1. rozmorris @dirtywhitecandy - 11 October 2011

Hello – thanks for linking to my post!
I was surprised at the turn the comments took as I was writing as much for those who want to be conventionally published as those aiming at self-publishing. But the self-publishing champions have monopolised the discussion so far. That’s a pity because I always encourage people to aim for at least proper agency representation, as it makes them set their standards as high as possible.
You raise some excellent points that all these editorial services cost money. I’m lucky because I’ve done most of these other editorial jobs in various nooks and crannies of my career so I can genuinely handle them myself. It means I also know that they are specialised skills that take years to acquire – which is why they are expensive.
Proofing and copy editing can’t just be done by your friend who is good at spelling. Laying out a book is fiddly and mind-numbing unless you have the temperament to read automatically for widows, orphans, bad breaks, inconsistent styles, typographical glitches and so on. Doing it properly can easily be a week’s work. Would you work free, using your professional skills, for a week? I wouldn’t.
Anyway, I could rant on. Thanks for developing the discussion.

robert - 11 October 2011

“But the self-publishing champions have monopolised the discussion so far. That’s a pity because I always encourage people to aim for at least proper agency representation, as it makes them set their standards as high as possible.”

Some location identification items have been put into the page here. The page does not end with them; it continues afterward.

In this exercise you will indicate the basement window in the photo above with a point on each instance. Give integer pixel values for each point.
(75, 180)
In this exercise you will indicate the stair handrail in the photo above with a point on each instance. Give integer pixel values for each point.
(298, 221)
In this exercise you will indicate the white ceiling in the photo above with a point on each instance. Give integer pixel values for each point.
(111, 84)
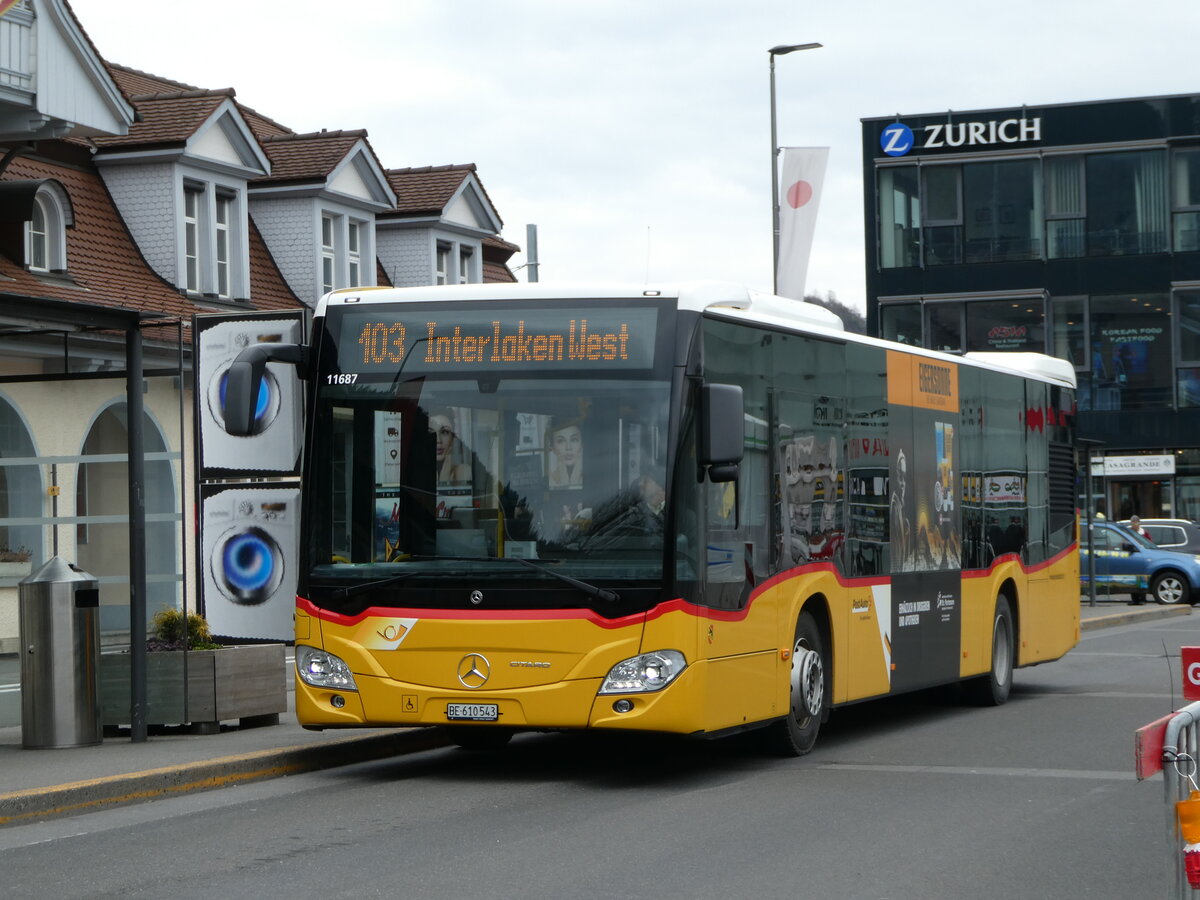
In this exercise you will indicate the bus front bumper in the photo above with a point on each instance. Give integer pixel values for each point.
(565, 705)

To each his or her own, of course, but I’m a writer who is actually represented by a major agent at a major New York City agency and find myself less inclined to ever sign with a major publisher ever again. My agent understands the reasoning behind this too; some of his other clients have even begun to self-publish. It’s very old school thinking in a new school marketplace to assume that writers who want to self-publish are doing it as a last resort. Yes, it takes a lot of work for writers to self-publish, a lot more work than most writers realize at first, and even more pressure falls on those writers’ shoulders. This isn’t to say many writers don’t self-publish because they can’t sign with an agent or publisher; the work isn’t good enough, they can’t quite accept that, and so they decide to do it themselves which isn’t the best idea as they don’t yet understand how that will affect their chances with future readers. Recently I self-published a very short collection of very short stories; an academic friend of mine had asked me previously why I would want to do such thing, as she said, “That makes no sense to me. The book’s good enough to be published by a publisher.” And I was like, Um yeah, exactly.

Anyway, thanks for the shout out, Camille. If you need another artist to consider, my new designer is quite a pleasure to work with: http://jeroentenberge.com/

rozmorris @dirtywhitecandy - 11 October 2011

You’re right that self-publishing isn’t necessarily a last resort of failures, Robert. I’m probably in a similar boat to you. I’m represented by two London agencies. I’ve ended up self-publishing so far because although these agents champion my work, it’s too unusual for mainstream publishers. My agents see themselves more as career managers and facilitators, offering advice for the long haul, and taking my new work out to the market.
I also ghostwrite and it’s much better to do that with an agent on side. Publishers treat you very differently if they know you have proper representation.